Nato come ricetta povera della cucina hawaiana, utilizzata dai pescatori per smaltire gli avanzi di ciò che avevano pescato, il poke è divenuto un piatto apprezzato e diffuso in tutto il mondo proprio perché goloso, salutare (a differenza di altre preparazioni a base di pesce crudo, come il sushi, non prevede l’utilizzo dello zucchero per la marinatura), completo dal punto di vista nutrizionale, accattivante dal punto di vista estetico ed estremamente personalizzabile.
Diffuso già da tempo in America (grazie alla vicinanza geografica alla sua terra d’origine), negli ultimi due o tre anni, il poke è arrivato anche in Europa e nelle maggiori città d’Italia dove, a partire dal 2020 il settore dei poke ha raggiunto un volume d’affari di 1,74 miliardi di dollari, posizionandosi alla nona posizione dei 30 cibi più ordinati nella classifica dell’European Food Agency, anche grazie al suo aspetto “instagrammabile” e alla sua crescente presenza sulle piattaforme di food delivery dove, nel 2022, ha registrato un +60% di vendite e ha rappresentato il 48% degli ordini compiuti in Italia.
Stando ai dati della seconda edizione del report Il mercato del pokè in Italia diffusi da Grow Capital, nel giugno 2022 il numero di punti vendita che preparano questo piatto è arrivato a 820 (+ 140% rispetto al 2021), di cui il 43% rappresentato da catene (9 in tutto il Paese con in testa Poke house), mentre il fatturato ha toccato i 328 milioni di euro (+117%, rispetto al 2021). E la tendenza non sembra destinata ad invertirsi, anzi: gli esperti stimano che il giro d’affari continuerà a crescere a doppia cifra, arrivando a un valore di 689 milioni di euro (+20%) entro il 2026.

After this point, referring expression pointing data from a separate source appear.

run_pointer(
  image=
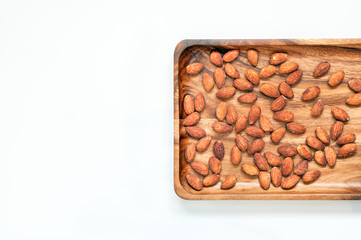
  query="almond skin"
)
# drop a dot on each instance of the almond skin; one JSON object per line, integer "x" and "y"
{"x": 243, "y": 85}
{"x": 195, "y": 132}
{"x": 304, "y": 151}
{"x": 208, "y": 82}
{"x": 311, "y": 176}
{"x": 310, "y": 93}
{"x": 219, "y": 77}
{"x": 230, "y": 56}
{"x": 229, "y": 182}
{"x": 226, "y": 92}
{"x": 278, "y": 134}
{"x": 294, "y": 77}
{"x": 288, "y": 67}
{"x": 283, "y": 116}
{"x": 336, "y": 78}
{"x": 254, "y": 114}
{"x": 264, "y": 180}
{"x": 287, "y": 166}
{"x": 256, "y": 146}
{"x": 222, "y": 127}
{"x": 276, "y": 176}
{"x": 211, "y": 180}
{"x": 195, "y": 182}
{"x": 278, "y": 58}
{"x": 194, "y": 68}
{"x": 267, "y": 71}
{"x": 252, "y": 76}
{"x": 269, "y": 90}
{"x": 216, "y": 58}
{"x": 340, "y": 114}
{"x": 231, "y": 71}
{"x": 252, "y": 56}
{"x": 321, "y": 69}
{"x": 347, "y": 150}
{"x": 317, "y": 108}
{"x": 250, "y": 169}
{"x": 248, "y": 98}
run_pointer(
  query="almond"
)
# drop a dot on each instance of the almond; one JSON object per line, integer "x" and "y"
{"x": 194, "y": 68}
{"x": 269, "y": 90}
{"x": 256, "y": 146}
{"x": 215, "y": 165}
{"x": 260, "y": 162}
{"x": 203, "y": 143}
{"x": 254, "y": 114}
{"x": 283, "y": 116}
{"x": 211, "y": 180}
{"x": 336, "y": 78}
{"x": 264, "y": 180}
{"x": 288, "y": 67}
{"x": 278, "y": 104}
{"x": 287, "y": 151}
{"x": 265, "y": 124}
{"x": 336, "y": 130}
{"x": 231, "y": 55}
{"x": 314, "y": 143}
{"x": 248, "y": 98}
{"x": 226, "y": 92}
{"x": 347, "y": 150}
{"x": 216, "y": 58}
{"x": 252, "y": 56}
{"x": 278, "y": 134}
{"x": 241, "y": 123}
{"x": 218, "y": 150}
{"x": 310, "y": 93}
{"x": 195, "y": 182}
{"x": 321, "y": 69}
{"x": 294, "y": 77}
{"x": 346, "y": 138}
{"x": 196, "y": 132}
{"x": 354, "y": 100}
{"x": 285, "y": 90}
{"x": 188, "y": 104}
{"x": 222, "y": 127}
{"x": 273, "y": 159}
{"x": 278, "y": 58}
{"x": 199, "y": 102}
{"x": 190, "y": 152}
{"x": 219, "y": 77}
{"x": 236, "y": 155}
{"x": 208, "y": 82}
{"x": 243, "y": 85}
{"x": 229, "y": 182}
{"x": 304, "y": 152}
{"x": 276, "y": 176}
{"x": 296, "y": 128}
{"x": 317, "y": 108}
{"x": 287, "y": 166}
{"x": 250, "y": 169}
{"x": 231, "y": 71}
{"x": 267, "y": 71}
{"x": 311, "y": 176}
{"x": 241, "y": 142}
{"x": 340, "y": 114}
{"x": 252, "y": 76}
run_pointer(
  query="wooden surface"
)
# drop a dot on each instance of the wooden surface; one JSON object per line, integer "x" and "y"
{"x": 341, "y": 182}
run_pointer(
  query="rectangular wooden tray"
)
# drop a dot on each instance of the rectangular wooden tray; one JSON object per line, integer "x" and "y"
{"x": 341, "y": 182}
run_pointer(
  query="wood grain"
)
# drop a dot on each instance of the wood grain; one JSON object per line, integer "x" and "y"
{"x": 341, "y": 182}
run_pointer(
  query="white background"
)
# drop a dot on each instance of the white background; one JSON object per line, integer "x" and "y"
{"x": 86, "y": 120}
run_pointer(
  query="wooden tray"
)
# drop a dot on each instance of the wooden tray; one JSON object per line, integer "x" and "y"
{"x": 341, "y": 182}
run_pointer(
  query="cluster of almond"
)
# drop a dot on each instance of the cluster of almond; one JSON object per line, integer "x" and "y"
{"x": 269, "y": 167}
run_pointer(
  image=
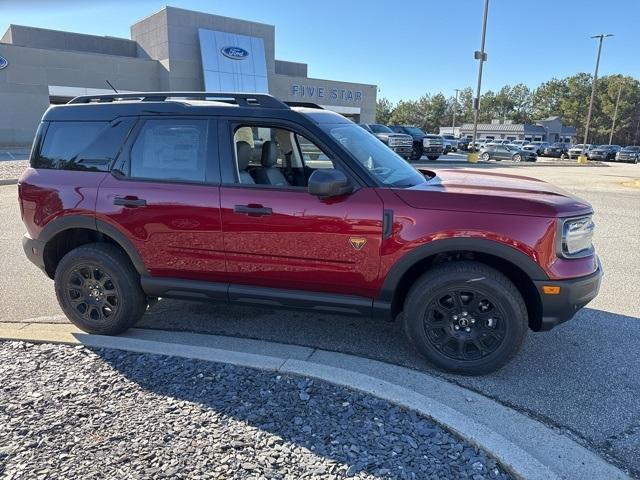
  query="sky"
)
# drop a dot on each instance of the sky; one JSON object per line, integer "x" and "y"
{"x": 406, "y": 47}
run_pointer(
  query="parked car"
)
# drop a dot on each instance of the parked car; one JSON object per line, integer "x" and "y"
{"x": 540, "y": 146}
{"x": 433, "y": 146}
{"x": 130, "y": 197}
{"x": 604, "y": 152}
{"x": 398, "y": 142}
{"x": 504, "y": 152}
{"x": 451, "y": 143}
{"x": 418, "y": 137}
{"x": 557, "y": 150}
{"x": 430, "y": 145}
{"x": 628, "y": 154}
{"x": 463, "y": 144}
{"x": 576, "y": 150}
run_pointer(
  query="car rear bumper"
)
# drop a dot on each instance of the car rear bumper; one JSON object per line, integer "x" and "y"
{"x": 574, "y": 294}
{"x": 34, "y": 250}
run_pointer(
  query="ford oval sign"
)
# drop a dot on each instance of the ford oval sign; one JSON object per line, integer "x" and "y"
{"x": 234, "y": 53}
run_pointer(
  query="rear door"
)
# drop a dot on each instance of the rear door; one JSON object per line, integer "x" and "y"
{"x": 280, "y": 236}
{"x": 164, "y": 195}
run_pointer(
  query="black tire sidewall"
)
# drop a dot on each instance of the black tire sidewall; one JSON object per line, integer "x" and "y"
{"x": 497, "y": 286}
{"x": 132, "y": 301}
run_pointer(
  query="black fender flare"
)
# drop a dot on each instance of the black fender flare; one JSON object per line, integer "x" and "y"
{"x": 478, "y": 245}
{"x": 90, "y": 222}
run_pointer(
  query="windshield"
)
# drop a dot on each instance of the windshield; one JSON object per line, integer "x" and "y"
{"x": 415, "y": 130}
{"x": 377, "y": 128}
{"x": 386, "y": 166}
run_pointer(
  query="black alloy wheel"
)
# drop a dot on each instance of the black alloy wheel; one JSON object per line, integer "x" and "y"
{"x": 465, "y": 317}
{"x": 92, "y": 293}
{"x": 465, "y": 324}
{"x": 99, "y": 289}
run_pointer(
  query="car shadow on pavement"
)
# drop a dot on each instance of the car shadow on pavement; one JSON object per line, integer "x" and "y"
{"x": 582, "y": 377}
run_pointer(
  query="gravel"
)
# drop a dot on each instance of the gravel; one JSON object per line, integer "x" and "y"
{"x": 72, "y": 412}
{"x": 10, "y": 170}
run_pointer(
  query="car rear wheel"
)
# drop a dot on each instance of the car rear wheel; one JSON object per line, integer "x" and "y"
{"x": 465, "y": 317}
{"x": 99, "y": 290}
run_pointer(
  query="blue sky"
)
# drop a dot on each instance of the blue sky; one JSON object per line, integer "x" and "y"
{"x": 407, "y": 48}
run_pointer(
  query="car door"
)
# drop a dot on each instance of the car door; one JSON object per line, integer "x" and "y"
{"x": 279, "y": 236}
{"x": 163, "y": 195}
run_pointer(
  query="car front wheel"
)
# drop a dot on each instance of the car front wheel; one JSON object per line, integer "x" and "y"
{"x": 465, "y": 317}
{"x": 99, "y": 290}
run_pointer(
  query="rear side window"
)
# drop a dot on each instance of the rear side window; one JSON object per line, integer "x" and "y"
{"x": 170, "y": 150}
{"x": 91, "y": 146}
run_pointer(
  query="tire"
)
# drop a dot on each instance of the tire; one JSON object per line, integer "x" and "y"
{"x": 99, "y": 289}
{"x": 469, "y": 304}
{"x": 416, "y": 153}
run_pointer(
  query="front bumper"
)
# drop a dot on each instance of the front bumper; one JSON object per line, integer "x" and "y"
{"x": 574, "y": 294}
{"x": 34, "y": 250}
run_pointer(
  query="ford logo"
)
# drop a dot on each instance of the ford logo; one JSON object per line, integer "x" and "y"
{"x": 234, "y": 53}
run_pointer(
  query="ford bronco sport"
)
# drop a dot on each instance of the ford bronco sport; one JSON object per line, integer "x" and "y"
{"x": 131, "y": 197}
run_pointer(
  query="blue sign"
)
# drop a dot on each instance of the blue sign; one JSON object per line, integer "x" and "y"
{"x": 234, "y": 53}
{"x": 337, "y": 94}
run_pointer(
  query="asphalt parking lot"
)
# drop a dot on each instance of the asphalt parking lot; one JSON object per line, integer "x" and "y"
{"x": 582, "y": 378}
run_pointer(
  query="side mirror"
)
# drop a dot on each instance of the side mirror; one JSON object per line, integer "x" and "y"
{"x": 329, "y": 182}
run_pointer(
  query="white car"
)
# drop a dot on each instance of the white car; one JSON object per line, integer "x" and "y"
{"x": 576, "y": 150}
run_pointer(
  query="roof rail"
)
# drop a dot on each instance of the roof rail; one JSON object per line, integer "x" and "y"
{"x": 305, "y": 104}
{"x": 241, "y": 99}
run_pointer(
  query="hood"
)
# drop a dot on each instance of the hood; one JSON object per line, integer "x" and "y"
{"x": 474, "y": 190}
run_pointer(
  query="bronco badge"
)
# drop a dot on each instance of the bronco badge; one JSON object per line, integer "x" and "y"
{"x": 357, "y": 242}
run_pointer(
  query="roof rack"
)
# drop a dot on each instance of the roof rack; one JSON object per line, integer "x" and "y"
{"x": 241, "y": 99}
{"x": 305, "y": 104}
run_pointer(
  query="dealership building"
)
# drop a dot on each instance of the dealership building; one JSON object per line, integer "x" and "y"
{"x": 173, "y": 49}
{"x": 550, "y": 130}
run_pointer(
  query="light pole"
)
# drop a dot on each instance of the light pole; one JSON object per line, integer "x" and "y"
{"x": 601, "y": 37}
{"x": 481, "y": 56}
{"x": 615, "y": 113}
{"x": 455, "y": 107}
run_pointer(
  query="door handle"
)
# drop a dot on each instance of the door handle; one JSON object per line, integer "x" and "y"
{"x": 252, "y": 210}
{"x": 130, "y": 201}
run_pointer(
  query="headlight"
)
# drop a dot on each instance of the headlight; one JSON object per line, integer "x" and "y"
{"x": 577, "y": 236}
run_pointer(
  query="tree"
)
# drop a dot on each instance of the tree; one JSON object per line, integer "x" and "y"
{"x": 384, "y": 108}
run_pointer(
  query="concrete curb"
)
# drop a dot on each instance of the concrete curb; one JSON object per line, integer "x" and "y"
{"x": 527, "y": 448}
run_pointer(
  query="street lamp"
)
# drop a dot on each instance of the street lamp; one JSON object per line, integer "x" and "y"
{"x": 482, "y": 57}
{"x": 615, "y": 112}
{"x": 455, "y": 107}
{"x": 601, "y": 37}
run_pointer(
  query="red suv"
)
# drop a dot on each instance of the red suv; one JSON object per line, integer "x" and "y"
{"x": 242, "y": 198}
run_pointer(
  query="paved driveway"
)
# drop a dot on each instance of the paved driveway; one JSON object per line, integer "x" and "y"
{"x": 583, "y": 377}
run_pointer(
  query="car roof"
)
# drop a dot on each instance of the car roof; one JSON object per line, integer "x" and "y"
{"x": 110, "y": 107}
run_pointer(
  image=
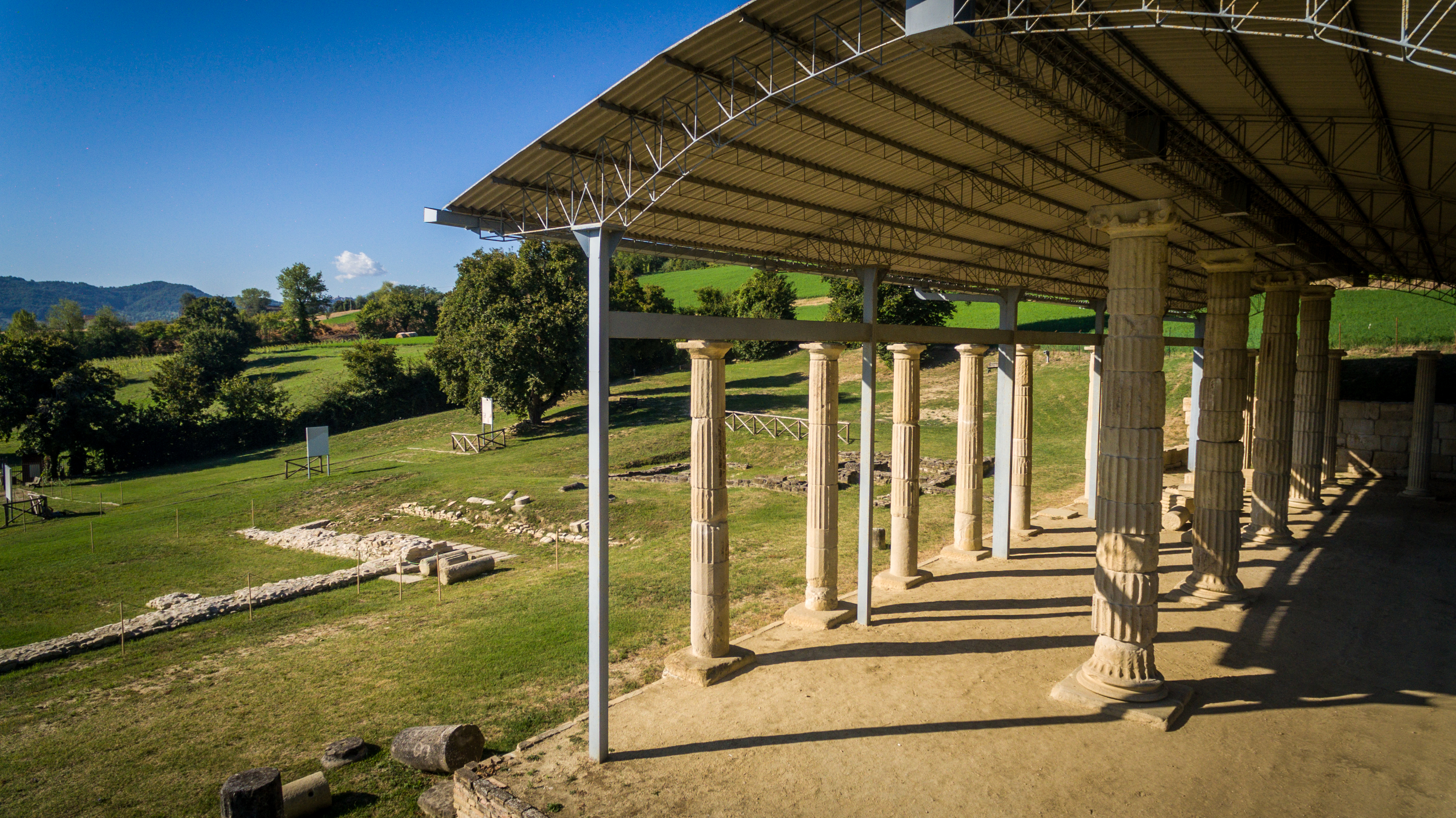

Seppur in linea con la crescente attenzione salutistica e con l’abitudine a ordinare pasti pronti online che si sono delineate durante la pandemia, il fenomeno è in contraddizione con la sempre maggiore sensibilità per i risvolti ecologici dell’introduzione di determinati alimenti nella propria dieta. Infatti bisogna considerare che alcuni degli ingredienti più usati per la preparazione di questo piatto non sono sostenibili dal punto di vista ambientale. Per esempio il tonno a pinne gialle è una specie a rischio, mentre la coltivazione dell’avocado necessita di moltissima acqua (272 litri per 2-3 frutti) e rappresenta una delle principali cause di deforestazione. Senza contare l’impronta di carbonio causata dall’importazione di prodotti esotici.
Se dunque sempre più italiani, soprattutto nelle fasce di età più giovani (18-30 anni) si impegnano a intraprendere stili alimentari differenti da quello onnivoro, tra cui il vegetariano/vegano (un italiano su quattro ordina più cibo vegetalerispetto a tre anni fa) e quello flexitariano (basato su un consumo solo occasionale di prodotti di derivati animali) non tutto è così semplice. C’è ancora confusione per quanto riguarda l’integrazione della dieta con soluzioni davvero a basso impatto ambientale e mancano le competenze necessarie per riuscire a compiere scelte in grado di coniugare la volontà di migliorare il proprio tenore di vita e la propria salute, con l’impegno a ridurre l’impatto che le proprie scelte di consumo hanno sull’ecosistema.